Sunday, July 6, 2014

Track of the Week: Gordon Lightfoot, "Canadian Railroad Trilogy"

America's Independence Day was this last week, but so too was the commemoration of another nation's birth: Canada Day.  I have an unabashed and genuine love of our neighbor to the north.  I have enjoyed her beautiful landscapes, explored her cities, laughed at her many accomplished comedians, loved her many great musical artists (Neil Young, Joanie Mitchell, most of The Band, to name a few), and have had the pleasure to know many of her sons and daughters.  Americans have many stereotypes about Canadian politeness, and while I have run into rude and mean-spirited Canadians, Canada does have a national culture much more humble and muted compared to America's bombasticity.  I still remember being in Montreal with my wife during our honeymoon, which just happened to coincide with Canada Day.  There were lots of people out and about, and fireworks in the evening, but no in your face nationalism.  Even as an outsider and foreigner, I still felt welcome on Canada's national day.

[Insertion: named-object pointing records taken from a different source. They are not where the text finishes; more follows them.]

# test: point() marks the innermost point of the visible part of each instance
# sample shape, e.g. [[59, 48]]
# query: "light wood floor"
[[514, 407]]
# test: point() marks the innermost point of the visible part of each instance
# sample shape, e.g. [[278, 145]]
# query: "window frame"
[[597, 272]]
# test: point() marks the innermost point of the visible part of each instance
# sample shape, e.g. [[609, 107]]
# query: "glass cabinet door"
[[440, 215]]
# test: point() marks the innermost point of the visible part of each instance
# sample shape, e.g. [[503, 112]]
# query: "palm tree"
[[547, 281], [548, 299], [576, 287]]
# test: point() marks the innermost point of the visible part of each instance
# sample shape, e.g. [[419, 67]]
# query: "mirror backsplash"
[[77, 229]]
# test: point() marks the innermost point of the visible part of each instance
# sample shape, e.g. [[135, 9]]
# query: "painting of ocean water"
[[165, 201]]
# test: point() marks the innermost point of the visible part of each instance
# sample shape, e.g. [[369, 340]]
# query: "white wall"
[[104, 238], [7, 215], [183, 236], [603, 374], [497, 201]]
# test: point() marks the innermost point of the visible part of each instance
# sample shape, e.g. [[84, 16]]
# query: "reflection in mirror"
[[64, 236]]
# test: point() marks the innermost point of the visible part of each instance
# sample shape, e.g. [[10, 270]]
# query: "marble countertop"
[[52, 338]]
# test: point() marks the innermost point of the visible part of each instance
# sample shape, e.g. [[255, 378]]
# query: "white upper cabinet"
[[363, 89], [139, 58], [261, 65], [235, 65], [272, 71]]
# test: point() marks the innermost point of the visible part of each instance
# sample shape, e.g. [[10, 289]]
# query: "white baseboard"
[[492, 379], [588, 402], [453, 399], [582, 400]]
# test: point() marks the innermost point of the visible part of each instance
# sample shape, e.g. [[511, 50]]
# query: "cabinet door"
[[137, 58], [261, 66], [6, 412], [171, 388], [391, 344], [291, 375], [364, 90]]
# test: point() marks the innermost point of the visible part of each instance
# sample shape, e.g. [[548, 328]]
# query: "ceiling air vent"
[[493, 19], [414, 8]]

A good example of the contrast between American and Canadian nationalism is Gordon Lightfoot's "Canadian Railroad Trilogy."  He wrote it for Canada's centennial in 1967, and it tells the story of the construction of the trans-Canada railway in folk song fashion.  It begins describing the landscape before the railroad, then like a train leaving the station, shifts into a high gear describing the hopes and boosterism behind the railway.  So far, the song could be mistaken for an American anthem, in that it fails to mention the native people living in the railroad's path, and sees it all as a great triumph.  However, the song suddenly shifts into low gear, and a mournful harmonica enters in.  Lightfoot sings from the perspective of the navvies who built the railroad with low pay in tough conditions.  The song goes from being a triumphal ode to Canadian ingenuity to a reflection on the human cost of such endeavors.  This song written for the CBC (Canadian Broadcasting Company, for you in the States) and its celebration of the Canadian centennial.

It is hard to imagine an American television network broadcasting a song this ambiguous for a major national commemoration.  The American disease of historical amnesia seems far less common up north, perhaps it's something we can learn a thing or two from.